The reference in the amended warrant to G.S. § 20-28 discloses an intent to charge a violation of the offense defined therein. However, "(m)erely charging in general terms a breach of the statute and referring to it in the indictment is not sufficient." State v. Ballangee, 191 N.C. 700, 702, 132 S.E. 795, and cases cited.
G.S. § 20-28(a), in pertinent part, provides:
"Any person whose operator's or chauffeur's license has been suspended or revoked other than permanently, as provided in this chapter, who shall drive any motor vehicle upon the highways of the State while such license is suspended or revoked *640 shall be guilty of a misdemeanor and his license shall be suspended or revoked, as the case may be, for an additional period of one year for the first offense, two years for the second offense, and permanently for a third or subsequent offense; * * *." (Our italics)
The amended warrant charges that defendant on March 26, 1961, operated a motor vehicle upon the public highways "after his license had been revoked or suspended" but does not charge he did so "while such license (was) suspended or revoked." Nor does it allege when or for what period defendant's license had been revoked or suspended. Hence the amended warrant does not allege an essential element, indeed the gist, of the offense defined in G.S. § 20-28(a). To constitute a violation of G.S. § 20-28(a), such operation must occur "while such license is suspended or revoked," that is, during the period of suspension or revocation.

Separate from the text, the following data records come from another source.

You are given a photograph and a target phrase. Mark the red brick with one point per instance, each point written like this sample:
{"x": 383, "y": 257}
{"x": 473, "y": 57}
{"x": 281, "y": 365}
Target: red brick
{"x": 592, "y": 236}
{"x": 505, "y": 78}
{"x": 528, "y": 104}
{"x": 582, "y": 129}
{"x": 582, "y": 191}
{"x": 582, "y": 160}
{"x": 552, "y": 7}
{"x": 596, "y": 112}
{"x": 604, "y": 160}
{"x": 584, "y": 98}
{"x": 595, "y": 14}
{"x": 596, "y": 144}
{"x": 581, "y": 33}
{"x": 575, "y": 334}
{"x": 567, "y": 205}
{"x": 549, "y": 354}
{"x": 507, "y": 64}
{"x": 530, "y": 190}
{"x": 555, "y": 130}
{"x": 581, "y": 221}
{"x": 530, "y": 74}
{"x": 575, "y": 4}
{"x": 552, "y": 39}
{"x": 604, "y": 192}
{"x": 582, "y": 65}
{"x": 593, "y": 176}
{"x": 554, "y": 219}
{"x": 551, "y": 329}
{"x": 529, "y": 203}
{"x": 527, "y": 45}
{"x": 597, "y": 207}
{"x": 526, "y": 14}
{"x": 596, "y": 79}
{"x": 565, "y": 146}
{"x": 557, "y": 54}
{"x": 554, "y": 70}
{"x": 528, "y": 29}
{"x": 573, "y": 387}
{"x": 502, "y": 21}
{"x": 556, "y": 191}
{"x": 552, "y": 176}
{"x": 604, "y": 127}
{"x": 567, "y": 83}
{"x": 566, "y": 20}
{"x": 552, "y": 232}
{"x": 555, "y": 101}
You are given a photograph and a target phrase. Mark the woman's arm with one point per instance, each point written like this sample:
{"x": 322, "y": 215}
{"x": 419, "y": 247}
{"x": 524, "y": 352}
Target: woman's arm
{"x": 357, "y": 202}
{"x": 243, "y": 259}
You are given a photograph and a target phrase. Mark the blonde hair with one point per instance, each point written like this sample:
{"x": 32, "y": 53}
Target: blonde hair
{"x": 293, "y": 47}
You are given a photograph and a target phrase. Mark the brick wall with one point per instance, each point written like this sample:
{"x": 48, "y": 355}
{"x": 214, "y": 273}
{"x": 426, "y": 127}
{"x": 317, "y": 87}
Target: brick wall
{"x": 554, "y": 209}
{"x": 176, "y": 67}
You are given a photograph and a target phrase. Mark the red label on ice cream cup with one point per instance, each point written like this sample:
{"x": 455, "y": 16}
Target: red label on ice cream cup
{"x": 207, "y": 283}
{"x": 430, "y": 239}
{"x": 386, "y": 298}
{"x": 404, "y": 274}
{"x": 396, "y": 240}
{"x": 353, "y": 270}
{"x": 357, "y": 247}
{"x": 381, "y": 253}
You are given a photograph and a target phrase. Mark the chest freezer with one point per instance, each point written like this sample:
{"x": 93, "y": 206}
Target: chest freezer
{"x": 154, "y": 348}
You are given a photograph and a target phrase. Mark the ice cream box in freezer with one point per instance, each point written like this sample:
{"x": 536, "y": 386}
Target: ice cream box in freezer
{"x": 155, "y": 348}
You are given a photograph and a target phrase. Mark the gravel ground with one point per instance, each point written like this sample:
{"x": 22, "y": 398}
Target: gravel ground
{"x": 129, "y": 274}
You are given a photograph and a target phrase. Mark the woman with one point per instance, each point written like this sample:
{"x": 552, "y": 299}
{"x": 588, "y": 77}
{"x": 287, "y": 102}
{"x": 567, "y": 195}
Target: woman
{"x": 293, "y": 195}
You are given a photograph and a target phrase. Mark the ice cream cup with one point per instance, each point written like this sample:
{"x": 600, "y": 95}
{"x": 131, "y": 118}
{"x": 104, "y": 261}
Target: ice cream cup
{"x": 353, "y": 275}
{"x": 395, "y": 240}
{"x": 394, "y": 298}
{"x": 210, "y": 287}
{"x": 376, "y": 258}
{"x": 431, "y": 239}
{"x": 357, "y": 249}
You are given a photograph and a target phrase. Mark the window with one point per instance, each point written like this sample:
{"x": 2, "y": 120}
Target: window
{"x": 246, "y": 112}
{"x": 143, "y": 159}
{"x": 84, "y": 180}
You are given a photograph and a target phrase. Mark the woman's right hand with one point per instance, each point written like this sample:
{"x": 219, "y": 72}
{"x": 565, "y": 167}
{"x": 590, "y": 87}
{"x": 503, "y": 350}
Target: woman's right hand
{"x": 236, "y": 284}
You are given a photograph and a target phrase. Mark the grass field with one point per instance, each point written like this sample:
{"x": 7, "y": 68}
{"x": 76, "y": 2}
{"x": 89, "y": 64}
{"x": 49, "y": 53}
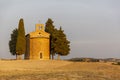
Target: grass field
{"x": 57, "y": 70}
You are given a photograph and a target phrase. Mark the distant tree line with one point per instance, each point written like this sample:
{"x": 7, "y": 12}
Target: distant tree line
{"x": 58, "y": 41}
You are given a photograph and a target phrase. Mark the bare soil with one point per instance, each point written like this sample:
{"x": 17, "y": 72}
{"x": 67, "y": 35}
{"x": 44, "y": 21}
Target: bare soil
{"x": 57, "y": 70}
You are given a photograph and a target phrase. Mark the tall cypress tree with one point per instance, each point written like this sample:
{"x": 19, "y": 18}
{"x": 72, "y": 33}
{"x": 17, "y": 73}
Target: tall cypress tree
{"x": 21, "y": 40}
{"x": 49, "y": 27}
{"x": 62, "y": 45}
{"x": 12, "y": 42}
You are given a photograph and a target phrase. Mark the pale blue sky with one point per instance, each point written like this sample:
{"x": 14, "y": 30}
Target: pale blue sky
{"x": 92, "y": 26}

It is noted that the amended warrant refers to an alleged prior conviction of defendant on February 29, 1960, for "driving after his license was suspended," not for driving while his license was suspended.
True, the jury found defendant "Guilty of operating a motor vehicle on the public highways during and while his license was revoked." It is noteworthy that the court's instructions to the jury excluded "Guilty as charged" as a permissible verdict. This suggests the court was at least doubtful as to the sufficiency of the amended warrant. Be that as it may, a fatal defect in the amended warrant could not be cured either by the court's instructions or by the verdict. State v. Tyson, 208 N.C. 231, 180 S.E. 85.
We are constrained to hold that the amended warrant is fatally defective in that it does not allege in words or in substance an essential element of the offense defined in G.S. § 20-28(a). The fatal defect appears on the face of the amended warrant. State v. Dunston, 256 N.C. 203, 204, 123 S.E.2d 480, and cases cited.
For the reasons stated, defendant's motion in arrest of judgment should have been and now is allowed. However, the arrest of judgment on the ground a warrant is fatally defective does not bar further prosecution on a valid warrant. State v. Barnes, 253 N.C. 711, 718, 117 S.E.2d 849, and cases cited.